When dogs are jealous of each other, the consequences are the same as they are for people. There may be some fights and if you let one pet dominate the other, you can end up with pets who bully each other.
Like us, dogs that live together have very complex interpersonal relationships. If your pets quarrel from time to time, that is only natural.
You can prevent jealousy by treating your pets equally and making sure they feel loved. Also, be certain that they don’t have to compete for their daily needs. That means no sharing of food bowls, water bowls, beds, and toys. Some dogs will share, but you can avoid issues by making sure they don’t have to.
All dogs have days when they’re grumpy – just like us! Also, even littermates will sometimes fall out. Try not to worry about the occasional quarrel but do step in if the growls and nips become snarls and bites.
If they go overboard, don’t smack! Just separate them and give them time to cool off. Then, when they’re all calm, act as a mediator by doing something you all like together, such as going for a walk.
After a one-off fight, dogs usually sort themselves out. However, if you have a situation where one dog is a bully, you need to watch out for signs and then run interference.

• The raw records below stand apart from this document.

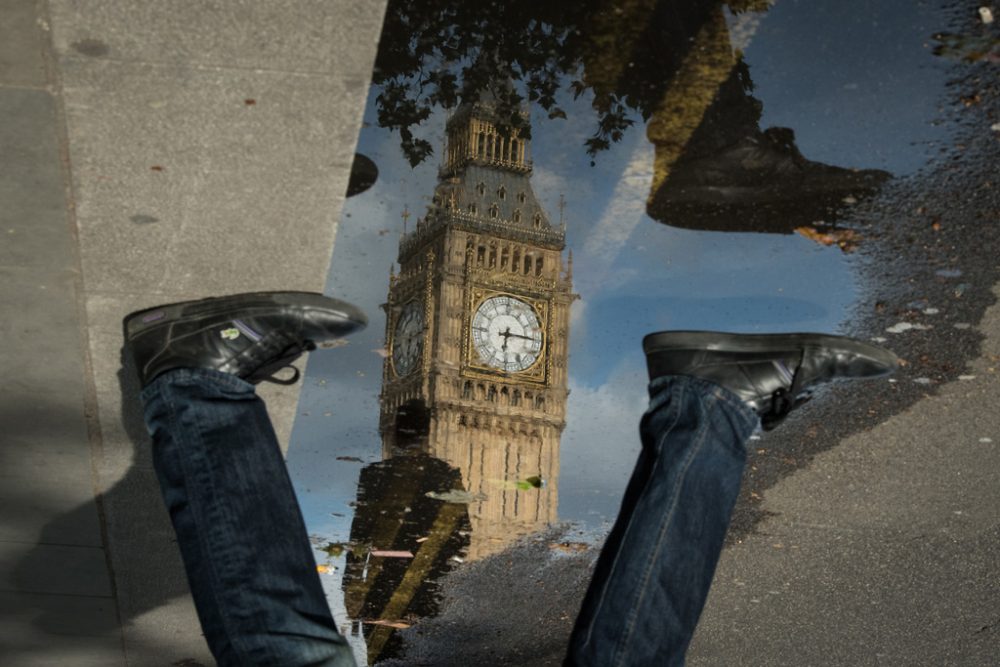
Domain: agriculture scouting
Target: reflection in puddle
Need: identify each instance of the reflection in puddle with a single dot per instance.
(474, 381)
(474, 414)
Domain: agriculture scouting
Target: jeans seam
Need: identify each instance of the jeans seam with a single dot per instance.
(221, 607)
(699, 439)
(614, 566)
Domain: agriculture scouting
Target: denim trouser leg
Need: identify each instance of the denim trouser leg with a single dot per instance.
(654, 572)
(239, 527)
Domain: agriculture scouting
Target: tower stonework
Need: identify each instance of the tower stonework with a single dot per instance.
(477, 333)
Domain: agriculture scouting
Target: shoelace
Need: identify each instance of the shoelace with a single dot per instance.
(783, 401)
(267, 372)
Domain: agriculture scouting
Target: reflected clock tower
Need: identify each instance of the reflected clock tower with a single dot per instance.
(477, 332)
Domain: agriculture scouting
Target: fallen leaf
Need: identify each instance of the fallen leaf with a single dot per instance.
(399, 625)
(391, 554)
(846, 239)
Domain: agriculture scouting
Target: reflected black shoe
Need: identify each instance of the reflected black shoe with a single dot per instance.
(250, 335)
(772, 373)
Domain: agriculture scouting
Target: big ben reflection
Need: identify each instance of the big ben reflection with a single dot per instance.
(475, 382)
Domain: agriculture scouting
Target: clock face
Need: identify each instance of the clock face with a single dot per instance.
(506, 334)
(408, 339)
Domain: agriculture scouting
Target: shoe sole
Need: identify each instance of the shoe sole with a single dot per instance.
(666, 341)
(141, 320)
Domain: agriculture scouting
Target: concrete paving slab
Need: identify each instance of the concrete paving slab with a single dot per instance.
(29, 503)
(21, 59)
(33, 216)
(209, 152)
(44, 429)
(54, 568)
(58, 630)
(41, 348)
(329, 36)
(212, 195)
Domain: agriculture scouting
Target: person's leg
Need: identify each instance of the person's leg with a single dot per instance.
(708, 390)
(240, 531)
(654, 572)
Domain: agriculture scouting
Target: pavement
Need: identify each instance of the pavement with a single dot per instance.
(153, 152)
(150, 152)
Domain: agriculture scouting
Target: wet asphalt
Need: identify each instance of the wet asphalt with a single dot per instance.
(887, 577)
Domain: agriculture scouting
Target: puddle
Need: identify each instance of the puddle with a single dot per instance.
(721, 183)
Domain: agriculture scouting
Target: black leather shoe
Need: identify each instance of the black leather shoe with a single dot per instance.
(250, 335)
(772, 373)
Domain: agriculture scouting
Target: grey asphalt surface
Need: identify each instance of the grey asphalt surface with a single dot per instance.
(867, 532)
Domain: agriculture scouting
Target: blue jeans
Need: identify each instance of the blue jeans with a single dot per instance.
(254, 579)
(654, 572)
(240, 531)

Dogs are very trainable so deflect unwanted behaviour with a firm but gentle “No”, and then encourage the behaviour you want.
While studying emotions is a challenge, there are some excellent theories and papers written on the subject. Charles Darwin’s The Expression Of The Emotions In Man And Animals is freely available online, and you need only Google “Emotion in animals” to find modern papers on the subject. But be warned, it’s huge tangle of a subject and fascinatingly addictive.